Top US envoy to visit Lanka

The US is dispatching a top envoy to Colombo for talks next week ahead of a crucial UN meeting to discuss alleged war crimes in Sri Lanka, diplomats said yesterday.

2_455003_1_248 US assistant secretary of state Robert Blake will be visiting Sri Lanka for a second time in four months to talk about war crimes allegedly committed in the final stages of the conflict that crushed the Tamil Tiger rebels in 2009, diplomats said.

“He will meet with government officials, civil society representatives, university students and political leaders while in Sri Lanka,” the US state department said in a statement.

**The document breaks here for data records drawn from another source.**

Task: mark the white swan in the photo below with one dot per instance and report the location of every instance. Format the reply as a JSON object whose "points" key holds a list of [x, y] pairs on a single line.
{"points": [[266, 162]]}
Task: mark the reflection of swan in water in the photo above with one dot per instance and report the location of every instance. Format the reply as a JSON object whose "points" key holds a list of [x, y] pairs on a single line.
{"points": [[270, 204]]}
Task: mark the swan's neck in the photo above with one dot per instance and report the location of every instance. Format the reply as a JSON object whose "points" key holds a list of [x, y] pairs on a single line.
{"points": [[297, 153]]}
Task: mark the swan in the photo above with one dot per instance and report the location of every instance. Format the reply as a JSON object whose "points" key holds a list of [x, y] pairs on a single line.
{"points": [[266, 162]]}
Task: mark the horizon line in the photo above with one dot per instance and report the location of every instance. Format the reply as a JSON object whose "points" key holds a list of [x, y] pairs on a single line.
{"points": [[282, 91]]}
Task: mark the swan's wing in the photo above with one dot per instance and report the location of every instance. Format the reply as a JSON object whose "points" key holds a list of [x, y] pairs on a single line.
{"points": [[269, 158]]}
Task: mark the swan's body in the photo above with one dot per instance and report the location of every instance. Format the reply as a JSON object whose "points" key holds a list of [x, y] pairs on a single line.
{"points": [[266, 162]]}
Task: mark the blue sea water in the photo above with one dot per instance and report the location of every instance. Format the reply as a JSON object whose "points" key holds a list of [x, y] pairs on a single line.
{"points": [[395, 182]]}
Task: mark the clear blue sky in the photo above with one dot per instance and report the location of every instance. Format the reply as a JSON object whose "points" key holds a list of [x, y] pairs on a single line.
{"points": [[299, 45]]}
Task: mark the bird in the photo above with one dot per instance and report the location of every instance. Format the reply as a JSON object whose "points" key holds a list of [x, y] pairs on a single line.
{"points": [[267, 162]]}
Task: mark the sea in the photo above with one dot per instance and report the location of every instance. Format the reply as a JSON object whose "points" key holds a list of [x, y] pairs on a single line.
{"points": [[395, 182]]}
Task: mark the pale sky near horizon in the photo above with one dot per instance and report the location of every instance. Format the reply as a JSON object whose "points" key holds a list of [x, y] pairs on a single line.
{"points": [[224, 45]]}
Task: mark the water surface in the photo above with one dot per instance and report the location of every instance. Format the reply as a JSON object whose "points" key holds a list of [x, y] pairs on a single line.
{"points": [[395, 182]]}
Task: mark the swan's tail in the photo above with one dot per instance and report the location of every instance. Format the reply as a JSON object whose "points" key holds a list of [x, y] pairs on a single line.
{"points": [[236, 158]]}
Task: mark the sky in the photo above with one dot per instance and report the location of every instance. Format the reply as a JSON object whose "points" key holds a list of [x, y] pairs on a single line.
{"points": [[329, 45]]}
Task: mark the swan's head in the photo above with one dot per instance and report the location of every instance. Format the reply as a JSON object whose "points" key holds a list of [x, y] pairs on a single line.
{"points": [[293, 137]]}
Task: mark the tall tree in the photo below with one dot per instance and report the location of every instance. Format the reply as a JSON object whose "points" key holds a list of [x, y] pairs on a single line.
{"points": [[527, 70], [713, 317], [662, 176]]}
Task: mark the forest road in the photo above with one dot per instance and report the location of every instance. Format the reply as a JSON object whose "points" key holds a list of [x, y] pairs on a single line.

Blake, the top US diplomat for South and Central Asia who also served as an ambassador to Sri Lanka, has urged President Mahinda Rajapakse’s government to set up a “credible” system to punish wartime rights violations in order to escape international censure.

“He has already made it clear that Sri Lanka risks an international probe unless it starts a credible internal process to investigate the allegations,” a diplomatic source said.

The announcement of Blake’s visit came after Rajapakse on Thursday announced that he would scrap draconian emergency laws imposed nearly 30 years ago to deal with the armed Tamil separatist movement.

The law allowed detention without trial and sharply curbed other civil liberties.

US state department spokeswoman Victoria Nuland said that Thursday’s announcement by Colombo “sets up a good visit” for Blake, who will travel to Sri Lanka from August 29 to 31.

Government officials said Sri Lanka is keen to avoid a discussion on its rights record at the next session of the UN Human Rights Council in September.

Tens of thousands of civilians perished in the final months of fighting against the Tamil Tigers, and the UN has said there are “credible allegations” of war crimes committed by both sides.

Colombo has persistently denied any wrongdoing and resisted foreign calls for a probe.

The Tamil Tigers had spent four decades fighting for an independent homeland for the island’s ethnic Tamil minority in a conflict that claimed up to 100,000 lives.

Australia, which has a considerable Sri Lankan Tamil population, said it welcomed Sri Lanka lifting of the emergency as “step in reconciliation and normalisation after years of conflict in Sri Lanka.”

Maldivian President Mohamed Nasheed, who spent three days in Colombo last week on an official visit, described Rajapakse’s announcement as a “bold and far sighted move”.